Newcastle’s new Next readies for April opening
Work has been underway on Newcastle’s former Arcadia site for the best part of a year, as the space is transformed into a 55,000 sq ft Next store. Like the old Topshop store that it replaces, Next will have a ground-floor street frontage to Blackett Street as well as a first-floor mall entrance to Eldon Square.
The development’s completion is now close, as hoardings around the store reveal an April opening date. As well as the core Next and Next Home offers, the banners confirm that the store will also stock the Next Sport and Lipsy ranges.
Since January last year, I’ve been recording the building’s transformation in photographs, starting with a shot (below) just before Arcadia’s brands relocated to the Eldon Square extension at St Andrew’s Way.

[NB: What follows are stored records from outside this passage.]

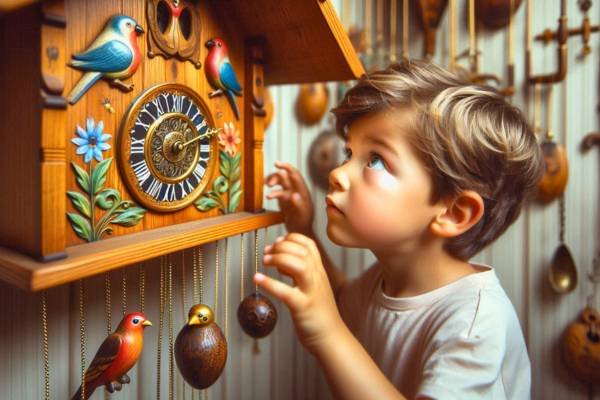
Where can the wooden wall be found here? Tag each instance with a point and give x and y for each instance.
(282, 369)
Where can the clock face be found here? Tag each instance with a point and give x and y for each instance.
(167, 148)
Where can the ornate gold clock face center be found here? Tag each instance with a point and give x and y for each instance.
(171, 161)
(167, 151)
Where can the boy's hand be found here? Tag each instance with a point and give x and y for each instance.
(310, 301)
(293, 197)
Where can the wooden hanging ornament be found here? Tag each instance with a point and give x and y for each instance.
(116, 356)
(174, 28)
(201, 348)
(256, 313)
(311, 103)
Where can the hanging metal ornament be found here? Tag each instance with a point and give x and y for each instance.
(256, 313)
(324, 157)
(174, 29)
(200, 347)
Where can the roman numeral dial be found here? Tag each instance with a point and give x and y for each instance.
(167, 147)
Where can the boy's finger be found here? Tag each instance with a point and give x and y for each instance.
(278, 289)
(288, 247)
(305, 241)
(289, 265)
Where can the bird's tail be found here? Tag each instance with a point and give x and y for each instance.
(86, 82)
(231, 98)
(88, 393)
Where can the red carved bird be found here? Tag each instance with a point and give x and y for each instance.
(115, 357)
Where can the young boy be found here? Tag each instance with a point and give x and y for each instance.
(436, 168)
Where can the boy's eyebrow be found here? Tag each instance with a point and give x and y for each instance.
(382, 142)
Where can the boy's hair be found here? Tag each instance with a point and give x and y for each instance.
(467, 136)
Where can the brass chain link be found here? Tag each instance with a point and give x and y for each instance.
(161, 302)
(170, 288)
(242, 267)
(142, 285)
(82, 334)
(46, 347)
(124, 292)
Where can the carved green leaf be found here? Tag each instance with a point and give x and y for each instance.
(206, 203)
(81, 226)
(220, 185)
(235, 187)
(225, 164)
(83, 178)
(129, 217)
(234, 201)
(80, 202)
(107, 198)
(99, 175)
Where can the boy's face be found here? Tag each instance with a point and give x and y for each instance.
(380, 196)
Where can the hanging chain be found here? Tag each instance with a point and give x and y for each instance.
(242, 267)
(201, 272)
(124, 292)
(82, 334)
(195, 297)
(161, 303)
(562, 218)
(226, 302)
(216, 280)
(107, 303)
(170, 288)
(255, 257)
(142, 279)
(46, 347)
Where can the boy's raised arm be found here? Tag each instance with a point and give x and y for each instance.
(296, 204)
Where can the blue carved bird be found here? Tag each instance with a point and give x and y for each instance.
(220, 73)
(113, 55)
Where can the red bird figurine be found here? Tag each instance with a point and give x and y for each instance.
(115, 357)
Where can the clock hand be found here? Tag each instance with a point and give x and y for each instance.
(209, 133)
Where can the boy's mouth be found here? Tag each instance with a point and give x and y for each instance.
(331, 206)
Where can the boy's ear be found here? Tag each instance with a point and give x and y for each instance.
(459, 215)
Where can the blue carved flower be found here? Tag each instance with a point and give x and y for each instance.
(91, 141)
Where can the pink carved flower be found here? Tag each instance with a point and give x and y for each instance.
(229, 138)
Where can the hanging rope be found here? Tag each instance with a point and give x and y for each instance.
(46, 347)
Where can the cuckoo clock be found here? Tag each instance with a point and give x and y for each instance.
(134, 129)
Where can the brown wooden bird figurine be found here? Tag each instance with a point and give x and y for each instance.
(116, 355)
(200, 348)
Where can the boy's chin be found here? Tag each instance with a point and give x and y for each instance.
(342, 237)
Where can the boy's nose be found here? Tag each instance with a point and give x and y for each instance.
(338, 179)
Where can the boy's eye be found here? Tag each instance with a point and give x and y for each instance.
(376, 162)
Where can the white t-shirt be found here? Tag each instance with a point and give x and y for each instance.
(460, 341)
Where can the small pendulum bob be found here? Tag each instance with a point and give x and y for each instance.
(200, 348)
(257, 315)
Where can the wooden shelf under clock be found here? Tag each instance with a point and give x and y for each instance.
(93, 258)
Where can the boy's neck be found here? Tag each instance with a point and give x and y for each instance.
(411, 273)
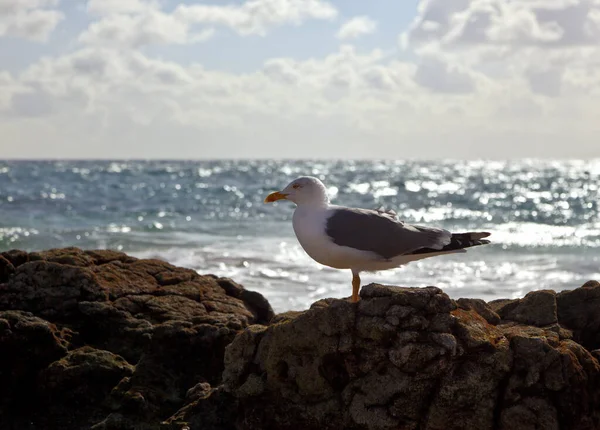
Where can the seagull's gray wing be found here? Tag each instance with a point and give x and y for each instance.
(381, 233)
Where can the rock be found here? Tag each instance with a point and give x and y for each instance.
(214, 409)
(579, 310)
(6, 269)
(102, 340)
(536, 308)
(136, 334)
(28, 344)
(481, 307)
(405, 358)
(82, 379)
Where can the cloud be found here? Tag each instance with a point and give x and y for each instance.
(436, 74)
(518, 23)
(257, 16)
(483, 79)
(109, 98)
(356, 27)
(149, 28)
(111, 7)
(29, 19)
(136, 23)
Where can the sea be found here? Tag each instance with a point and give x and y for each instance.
(209, 216)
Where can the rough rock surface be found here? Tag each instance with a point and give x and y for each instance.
(101, 338)
(412, 359)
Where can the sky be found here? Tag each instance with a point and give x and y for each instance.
(393, 79)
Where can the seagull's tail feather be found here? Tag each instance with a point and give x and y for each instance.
(457, 242)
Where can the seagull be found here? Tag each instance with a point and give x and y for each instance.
(362, 240)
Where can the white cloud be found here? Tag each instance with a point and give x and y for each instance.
(110, 7)
(498, 22)
(150, 28)
(257, 16)
(356, 27)
(136, 23)
(29, 19)
(112, 98)
(486, 78)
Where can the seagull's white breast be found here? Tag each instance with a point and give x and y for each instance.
(310, 228)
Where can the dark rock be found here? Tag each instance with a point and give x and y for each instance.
(16, 257)
(579, 310)
(28, 344)
(6, 269)
(102, 340)
(82, 379)
(536, 308)
(136, 335)
(481, 307)
(212, 409)
(406, 358)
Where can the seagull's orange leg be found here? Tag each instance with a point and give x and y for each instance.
(355, 287)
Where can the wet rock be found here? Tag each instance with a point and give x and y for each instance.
(82, 379)
(28, 344)
(536, 308)
(383, 363)
(481, 307)
(136, 334)
(6, 269)
(579, 310)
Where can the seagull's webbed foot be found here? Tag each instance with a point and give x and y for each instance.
(355, 287)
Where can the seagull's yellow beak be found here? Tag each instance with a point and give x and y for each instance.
(273, 197)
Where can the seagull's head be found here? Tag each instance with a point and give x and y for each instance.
(302, 191)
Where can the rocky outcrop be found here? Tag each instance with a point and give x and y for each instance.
(414, 359)
(102, 340)
(99, 338)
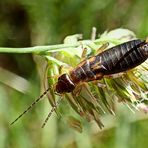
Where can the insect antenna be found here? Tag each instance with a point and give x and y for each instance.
(36, 101)
(51, 111)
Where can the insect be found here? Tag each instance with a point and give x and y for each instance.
(115, 60)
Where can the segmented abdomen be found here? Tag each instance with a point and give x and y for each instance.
(114, 60)
(124, 56)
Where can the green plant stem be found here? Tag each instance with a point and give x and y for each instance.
(36, 49)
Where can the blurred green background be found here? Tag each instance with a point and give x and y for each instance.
(41, 22)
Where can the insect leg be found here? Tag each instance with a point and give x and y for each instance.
(52, 110)
(34, 103)
(102, 48)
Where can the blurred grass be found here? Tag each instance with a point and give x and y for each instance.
(26, 23)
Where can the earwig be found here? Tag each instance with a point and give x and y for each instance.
(115, 60)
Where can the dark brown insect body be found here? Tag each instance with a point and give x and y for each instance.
(112, 61)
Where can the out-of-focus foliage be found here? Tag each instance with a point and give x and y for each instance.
(39, 22)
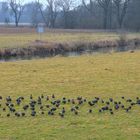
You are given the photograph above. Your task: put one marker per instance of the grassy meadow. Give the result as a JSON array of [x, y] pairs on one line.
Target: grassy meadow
[[103, 75], [11, 38]]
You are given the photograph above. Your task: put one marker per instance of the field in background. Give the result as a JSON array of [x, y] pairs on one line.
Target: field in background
[[23, 37], [105, 75]]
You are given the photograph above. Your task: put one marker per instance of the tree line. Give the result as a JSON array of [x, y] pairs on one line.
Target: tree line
[[70, 14]]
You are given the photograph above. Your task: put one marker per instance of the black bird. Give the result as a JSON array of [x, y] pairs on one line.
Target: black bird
[[33, 113], [90, 111], [8, 115], [31, 97], [53, 96], [23, 114], [61, 114], [111, 112]]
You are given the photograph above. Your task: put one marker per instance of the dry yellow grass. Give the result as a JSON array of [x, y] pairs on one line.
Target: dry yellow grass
[[105, 75]]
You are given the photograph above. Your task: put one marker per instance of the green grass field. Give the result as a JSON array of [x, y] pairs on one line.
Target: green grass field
[[104, 75], [15, 40]]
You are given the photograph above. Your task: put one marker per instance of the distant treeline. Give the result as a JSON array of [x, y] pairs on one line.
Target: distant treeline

By May (below), the Topshop signage had gone and some holes had appeared in the Newgate Street frontage, but most of the work was evidently going on inside.
However, the most recent views from January (below) and February this year (top) clearly show the addition of the new structure on top of the existing flat roof, which will provide extra floorspace for Next.
The large blank frontage to Newgate Street has also been nibbled away to accommodate four double-height windows – but, as far as I understand, no doors – while the existing openings to Blackett Street have also been enlarged.
Reducing the amount of blank brick wall is surely an improvement, and will undoubtedly enhance the building’s appearance.
However, given the store’s prominent corner location, I am a little disappointed that the opportunity for a more radical redevelopment has been missed. Indeed, it’s a particular pity that the street entrance is set to remain around the corner in Blackett Street, instead of a bolder and more imposing entrance being created on the Newgate Street side.
As I’ve made clear before, attracting Next to open one of its largest UK stores can only be a positive thing for Eldon Square and for Newcastle’s status as a top retail destination. As it is, however, the new store’s design means that it is likely to have a very positive effect on footfall on the mall side, but a fairly limited impact as far as enlivening the street is concerned.
Compared, for example, to how Bristol’s Cabot Circus has both fostered street-level activity and improved the appearance of existing buildings incorporated within the scheme, I can’t help feeling that something more creative could have been attempted here too.